5. Other medical conditions and case reports: sickle cell disease and vascular phenomena
Secondary enlargement has been described in the context of sickle cell disease (via priapism and vascular injury) and in isolated case reports where vascular or hematologic pathology led to problematic enlargement requiring surgical care [8] [9]. Popular and non‑peer reviewed sites echo these associations but vary in rigor; surgical/urology literature is more cautious and centers on structural sequelae of ischemic priapism [4] [6] [8].
6. Definitions, rarity, and measurement caveats — macropenis is not standardized
Unlike micropenis, which has formal cutoffs (SPL < −2.5 SD), the term “macropenis” lacks a universally accepted numerical definition; some neonatal series use >+2.5 SD or the 97th percentile as a practical threshold, but many authors stress that macropenis is uncommon and warrants investigation because it can reveal syndromic, endocrine or structural disease [10] [11] [12].

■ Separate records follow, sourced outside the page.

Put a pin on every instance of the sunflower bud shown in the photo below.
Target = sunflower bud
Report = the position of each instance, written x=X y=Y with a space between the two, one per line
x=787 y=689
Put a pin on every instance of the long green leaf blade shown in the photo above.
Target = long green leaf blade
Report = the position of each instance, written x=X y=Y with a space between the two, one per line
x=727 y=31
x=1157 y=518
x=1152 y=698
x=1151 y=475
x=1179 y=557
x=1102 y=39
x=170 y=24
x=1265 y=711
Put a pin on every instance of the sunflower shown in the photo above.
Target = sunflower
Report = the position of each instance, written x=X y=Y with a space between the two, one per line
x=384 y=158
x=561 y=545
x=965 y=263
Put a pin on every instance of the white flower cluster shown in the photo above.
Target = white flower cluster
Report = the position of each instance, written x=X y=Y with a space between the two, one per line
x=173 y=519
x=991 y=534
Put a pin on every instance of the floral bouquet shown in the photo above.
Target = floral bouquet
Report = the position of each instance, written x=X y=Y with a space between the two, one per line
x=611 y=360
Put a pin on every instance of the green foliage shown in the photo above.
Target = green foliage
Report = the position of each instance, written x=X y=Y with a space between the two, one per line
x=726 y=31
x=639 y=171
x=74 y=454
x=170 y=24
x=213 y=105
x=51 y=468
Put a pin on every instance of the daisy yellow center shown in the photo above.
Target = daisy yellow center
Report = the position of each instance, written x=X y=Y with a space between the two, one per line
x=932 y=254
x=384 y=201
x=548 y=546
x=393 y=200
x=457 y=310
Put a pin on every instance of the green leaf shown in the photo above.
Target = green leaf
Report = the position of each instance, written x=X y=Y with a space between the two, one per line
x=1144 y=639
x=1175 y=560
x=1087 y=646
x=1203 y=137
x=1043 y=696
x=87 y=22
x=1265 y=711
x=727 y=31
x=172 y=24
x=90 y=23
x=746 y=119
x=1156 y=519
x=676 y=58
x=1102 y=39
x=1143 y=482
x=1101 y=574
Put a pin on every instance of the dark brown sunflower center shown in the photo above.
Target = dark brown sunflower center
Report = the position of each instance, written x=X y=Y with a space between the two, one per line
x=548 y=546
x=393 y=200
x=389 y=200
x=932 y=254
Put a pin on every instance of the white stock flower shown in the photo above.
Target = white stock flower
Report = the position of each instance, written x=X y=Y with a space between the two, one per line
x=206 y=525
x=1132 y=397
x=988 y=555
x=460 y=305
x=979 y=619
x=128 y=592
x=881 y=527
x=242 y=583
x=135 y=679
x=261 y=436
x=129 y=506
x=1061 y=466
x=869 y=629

7. Diagnostic priorities and clinical workup according to the literature
Sources recommend evaluating hormonal status (testosterone, LH, FSH), screening for adrenal enzyme defects (CAH), imaging for adrenal or testicular tumors when indicated, and looking for systemic clues (hypertension, skin changes) that point to adrenal causes; in adults with rapid girth change, urological assessment for priapism sequelae and surgical planning is discussed in the literature [2] [3] [4].
Limitations and dissent: available sources are uneven — pediatric endocrine and surgical case reports are strong for CAH and priapism links [2] [4], but there is no consensus numeric cutoff for macropenis and some web sources and forums extrapolate tumor or testosterone links without robust citation [8] [9]. For items not covered in the provided reporting — for example long‑term adult outcomes after hormonal correction in macropenis or population prevalence — available sources do not mention those data.